I remembered the look on Jake’s face when he first stepped into that awful room and saw me, the tone of his voice as he said, “I’ll give you that and more, Dinah, if you let me,” and thought that was about as close as any woman would ever come to knowing she was appreciated. More than that. To knowing she was loved.

“I think he does, Ruthie, but he’s a man I expect will keep me guessing for the next fifty years or so.” I gave her hand a squeeze and pushed away from the table. “He’s already got me guessing because I have to assure myself he’s all right. When I get home, we’ll talk.”

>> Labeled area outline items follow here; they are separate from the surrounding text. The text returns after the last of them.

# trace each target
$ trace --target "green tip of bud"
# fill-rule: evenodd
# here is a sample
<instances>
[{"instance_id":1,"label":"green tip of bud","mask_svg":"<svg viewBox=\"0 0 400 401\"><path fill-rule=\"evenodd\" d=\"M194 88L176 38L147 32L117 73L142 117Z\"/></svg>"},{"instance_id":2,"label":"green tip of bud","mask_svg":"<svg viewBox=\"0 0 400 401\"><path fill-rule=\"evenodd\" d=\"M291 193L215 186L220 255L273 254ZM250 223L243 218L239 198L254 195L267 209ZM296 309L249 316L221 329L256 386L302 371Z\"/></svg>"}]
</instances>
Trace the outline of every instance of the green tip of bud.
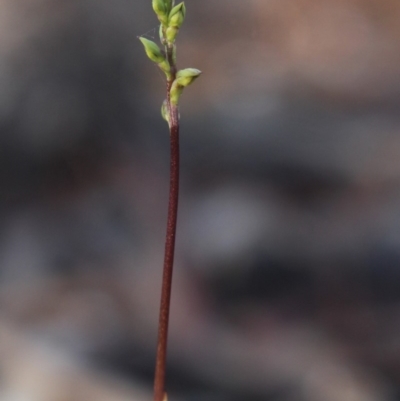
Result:
<instances>
[{"instance_id":1,"label":"green tip of bud","mask_svg":"<svg viewBox=\"0 0 400 401\"><path fill-rule=\"evenodd\" d=\"M183 24L186 15L186 6L185 3L179 3L175 7L172 8L171 12L168 16L168 26L173 26L176 28L180 28Z\"/></svg>"},{"instance_id":2,"label":"green tip of bud","mask_svg":"<svg viewBox=\"0 0 400 401\"><path fill-rule=\"evenodd\" d=\"M139 40L142 42L144 46L144 51L146 52L147 57L151 61L154 61L157 64L166 61L162 51L160 50L160 48L157 46L156 43L142 37L140 37Z\"/></svg>"},{"instance_id":3,"label":"green tip of bud","mask_svg":"<svg viewBox=\"0 0 400 401\"><path fill-rule=\"evenodd\" d=\"M168 113L168 103L167 100L163 101L161 105L161 116L169 125L169 113Z\"/></svg>"},{"instance_id":4,"label":"green tip of bud","mask_svg":"<svg viewBox=\"0 0 400 401\"><path fill-rule=\"evenodd\" d=\"M183 86L179 85L178 82L175 80L171 86L171 91L170 91L170 100L171 104L174 106L178 105L179 98L181 97L183 92Z\"/></svg>"},{"instance_id":5,"label":"green tip of bud","mask_svg":"<svg viewBox=\"0 0 400 401\"><path fill-rule=\"evenodd\" d=\"M183 87L189 86L201 74L197 68L185 68L179 70L176 74L176 82Z\"/></svg>"},{"instance_id":6,"label":"green tip of bud","mask_svg":"<svg viewBox=\"0 0 400 401\"><path fill-rule=\"evenodd\" d=\"M167 38L168 43L174 43L176 37L178 36L179 28L175 26L170 26L167 28L165 32L165 36Z\"/></svg>"},{"instance_id":7,"label":"green tip of bud","mask_svg":"<svg viewBox=\"0 0 400 401\"><path fill-rule=\"evenodd\" d=\"M152 1L153 10L157 15L157 18L164 25L168 23L168 14L171 10L170 0L153 0Z\"/></svg>"}]
</instances>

“Sgt. Cook wants to talk to you, Dinah. He mentioned something about Colin O’Connor and said he hoped to come by later today, and Miss Cameron has been very concerned, so I wouldn’t be surprised if she put in an appearance, too. Please try not to leave me with a house full of company and no guest of honor.” When I promised to return as quickly as possible, Ruth sighed. “That’s no guarantee, but all right. I still want some time alone with you sister-to-sister because I don’t understand everything that happened, but I can wait for now. I don’t feel the same urgency because your face was so transparent when you talked about Jake Pandora that—well, you already answered my chief question.”